The improved algorithm is as follows:
Cwnd_down_prr_pro (Tcp_sock)
{
CNT = 0;
tcp_sock.acked = tcp_sock.acked+ The total number of data segments for this ACK or sack;
TMP1 = tcp_sock.acked-tcp_sock.prior_acked;
tcp_sock.prior_acked = tcp_sock.acked;
TMP2 = Tcp_sock.out-tcp_sock.prior_out;
Tcp_sock.prior_out = Tcp_sock.out;

The difference between the number of confirmed and the number of sends is less than 1, indicating the rate is equal, maintaining the window, no longer falling.
if (tmp1-tmp2 absolute value is less than or equal to 1) {
tcp_sock.eq++;
tcp_sock.gt = 0;
if (Tcp_sock.eq >= 3) {
Tcp_sock.ssthresh = tcp_sock.cwnd-1;
Return
}
}
More than 3 consecutive confirmation volume is greater than the amount of the issue, add windows!
else if (Tmp1 > Tmp2) {
tcp_sock.gt++;
Tcp_sock.eq = 0;
if (tcp_sock.gt >= 3) {
additional windows;
Tcp_sock.ssthresh = tcp_sock.cwnd-1;
Return
}
}
or continue to drop the window.
else {
Tcp_sock.eq = 0;
tcp_sock.gt = 0;
Tcp_sock.ssthresh = Tcp_sock.ssthresh_by_cong_alg;
}

if (Tcp_sock.in_flight > Tcp_sock.ssthresh) {
CNT = tcp_sock.acked* (Tcp_sock.ssthresh/tcp_sock.old_cwnd)-tcp_sock.out;
} else {
CNT = tcp_sock.ssthresh-tcp_sock.in_flight;
}
Tcp_sock. CWND = Tcp_sock.in_flight + cnt;
}

You will notice that it sacrifices fairness, that is, if possible, no longer executes the MD, on the other hand, the algorithm also has a role, that is, it can simply distinguish between the occasional packet loss caused by the network noise or congestion caused by persistent packet loss. About fairness, but also to say that when others are robbing you of resources, who is friendly to others who is 2b!

The algorithm of window descent when TCP enters fast recovery

Contact Us

The content source of this page is from Internet, which doesn't represent Alibaba Cloud's opinion; products and services mentioned on that page don't have any relationship with Alibaba Cloud. If the content of the page makes you feel confusing, please write us an email, we will handle the problem within 5 days after receiving your email.

If you find any instances of plagiarism from the community, please send an email to: info-contact@alibabacloud.com and provide relevant evidence. A staff member will contact you within 5 working days.
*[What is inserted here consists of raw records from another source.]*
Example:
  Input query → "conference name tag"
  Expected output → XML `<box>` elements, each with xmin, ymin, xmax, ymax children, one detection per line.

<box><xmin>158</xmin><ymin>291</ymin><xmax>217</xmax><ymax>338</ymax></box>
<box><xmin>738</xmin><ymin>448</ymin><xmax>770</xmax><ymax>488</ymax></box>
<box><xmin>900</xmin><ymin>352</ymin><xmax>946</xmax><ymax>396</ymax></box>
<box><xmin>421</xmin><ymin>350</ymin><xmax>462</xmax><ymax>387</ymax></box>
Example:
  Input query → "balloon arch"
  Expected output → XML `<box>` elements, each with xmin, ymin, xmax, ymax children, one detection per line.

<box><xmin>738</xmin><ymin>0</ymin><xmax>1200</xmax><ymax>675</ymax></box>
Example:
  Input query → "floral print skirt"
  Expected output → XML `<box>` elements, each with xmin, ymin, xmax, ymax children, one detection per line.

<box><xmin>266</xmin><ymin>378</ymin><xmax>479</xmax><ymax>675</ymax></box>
A Free Trial That Lets You Build Big!

Start building with 50+ products and up to 12 months usage for Elastic Compute Service

  • Sales Support

    1 on 1 presale consultation

  • After-Sales Support

    24/7 Technical Support 6 Free Tickets per Quarter Faster Response

  • Alibaba Cloud offers highly flexible support services tailored to meet your exact needs.